Love And Coronavirus: Three Italian Couples Respond

What effect has the Coronavirus pandemic had on love and couples relationships? Some examples may reveal the answer.

Love and Coronavirus
We asked three Italian couples what effect has the pandemic had on them. Photo: Pixabay.

Let’s start from a key point: when the Italian singer Tiziano Ferro, famous for his romantic songs, sang to us that “love is a simple thing,” he definitely had not considered the coronavirus factor.

Already when the song was released in 2011 some of us, with broken hearts, did not believe much in the words of the songwriter. But today, we can say with absolute certainty that his theory has been widely debunked. In fact, love is definitely not an easy thing when you find yourself four (or even more) months apart, confined and without knowing when it will end.

Love is even less simple if you live on different continents and have not yet been able to see each other because of restrictions on travel to and from countries defined as “not safe.”

Love is a challenge that is far from simple when you find yourself, from one day to the next, having to share a really small apartment 24/7 or having to postpone — sometimes to cancel — weddings, living together and all those other couple-related projects so much dreamed of, hoped for and meticulously organized.

Love may also be a source of many worries and fears when your partner falls ill with an unknown virus such as the coronavirus.

Albert Camus, in one of his most famous novels set in Oran, Algeria during the pandemic plague of the 1940s, wrote that, during the lockdown, lovers were the most interesting subjects. He felt this was true especially those lovers who were forced to be separated. The author was incredibly fascinated by the unpredictable effect that the pandemic had on their feelings and narrated that “husbands and lovers who had the most complete trust in their partner discovered themselves jealous,” while “men who thought themselves superficial in love rediscovered fidelity.”

In relation to a new pandemic, during another century, may we find similarities with the condition described by Camus? Even if in the time since his novel took place a technological revolution has upset our relationship as well as our daily life? And more generally, how have couple relationships been changed by the coronavirus?
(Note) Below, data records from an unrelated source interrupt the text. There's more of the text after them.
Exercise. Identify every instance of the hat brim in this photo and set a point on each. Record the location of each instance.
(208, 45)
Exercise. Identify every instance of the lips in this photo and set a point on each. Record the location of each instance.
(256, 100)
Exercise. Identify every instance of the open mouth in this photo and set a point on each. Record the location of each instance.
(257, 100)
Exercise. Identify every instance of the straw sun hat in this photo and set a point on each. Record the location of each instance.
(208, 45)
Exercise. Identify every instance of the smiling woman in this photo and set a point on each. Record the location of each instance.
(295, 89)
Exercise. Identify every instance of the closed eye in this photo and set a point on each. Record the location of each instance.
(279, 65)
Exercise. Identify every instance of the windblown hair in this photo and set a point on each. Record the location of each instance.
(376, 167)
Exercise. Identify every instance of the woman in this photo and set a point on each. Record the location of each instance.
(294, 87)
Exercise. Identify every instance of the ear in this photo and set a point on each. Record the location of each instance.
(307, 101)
What effect has the pandemic had on lovers?

We have asked these questions to three couples that had different experiences during the lockdown.

Let’s read what they said.

Italian couples and Covid

Take two young people: Simone and Laura, who had been living together for three years and planned to get married on March 21, 2020 to welcome the colorful Italian spring, had to cancel their wedding as well as their honeymoon of their dreams in Japan.
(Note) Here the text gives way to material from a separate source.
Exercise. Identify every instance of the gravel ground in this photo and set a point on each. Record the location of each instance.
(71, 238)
Take another couple: Filippo and Gea, who live in a 40-square meter flat which is very hot in the summer and very cold in the winter. She, a student with previous lung problems, and he, a civil servant, suddenly find themselves spending most of their time at home, without much space and without a routine.
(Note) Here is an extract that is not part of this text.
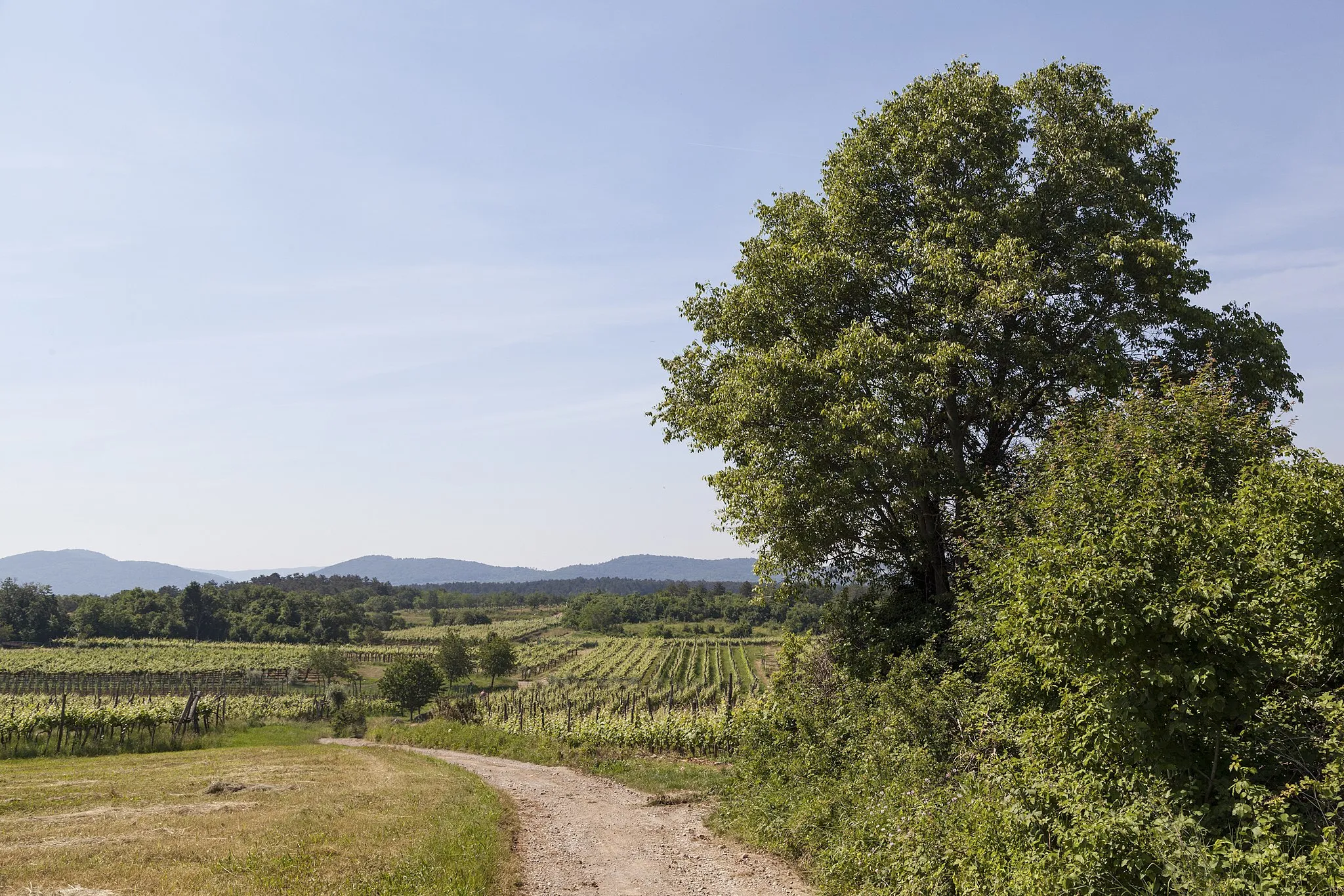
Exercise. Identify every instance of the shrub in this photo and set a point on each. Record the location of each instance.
(410, 683)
Finally, take two Italian doctors: Tiziana and Paolo, living in Switzerland and working in two of the wards most affected by the pandemic, the emergency room and intensive care. He contracted the virus and was forced into confinement while she, in addition to working in the hospital, had to provide for him and their home in every way.

A cancelled marriage, a forced cohabitation, an unknown disease, dreams that fades away and a handful of worries, definitely the perfect ingredients for a non-happy ending story.

However, in relation to the unpredictability mentioned by Camus, it must be said that in a certain sense, the writer was right. Although our couples were worried they were falling into a deep couple’s crisis and scared by the experience of the lockdown, months later the end result left them positively surprised.

Love, care and laugh

Our couples had, in fact, two great and rare abilities: to laugh about it and to take care of each other as perfectly described by Paolo: “What strengthened our relationship was to rediscover the generosity and dedication of my wife during my illness. She did not let me miss anything, she took care of me and was able to face everything with a smile.”

To defeat the boredom of seeing each other constantly in the same environment doing the same things, Filippo and Gea put on music loudly and started dancing or created a picnic on their tiny balcony with lots of chips and sauces.

Simone and Laura, to down-play the sadness of a postponed wedding, decided to get drunk and cook a nice fish dinner on their no-longer wedding day March 21.

In these ways, the couples found a way to add value to time (which they suddenly had an abundance of) by spending it together as best as they could and “to give it a positive meaning and make the most out of it.”

To best answer the question of how relationships changed with the lockdown and what effect the pandemic had on lovers, I think there are no better words than those of Simone and Gea.

Looking into his future wife’s eyes, Simone said that “the up-side is that I love her (Laura) even though we’ve gotten to know each other so well that we no longer have any inhibitory barriers with each other.”

Gea instead realized that she was surrounded by so much love and that she was not alone in the world, saying that: “If a person comes home from work and is afraid of infecting you and takes care of you anyway, in short, that’s love. This has given me a lot of strength and, of course, it has united us as a couple but also as individuals.”

As already stated by the poet O’Hara: “In times of crisis, we must all decide again and again whom we love,“ and by whom we are loved, I would add.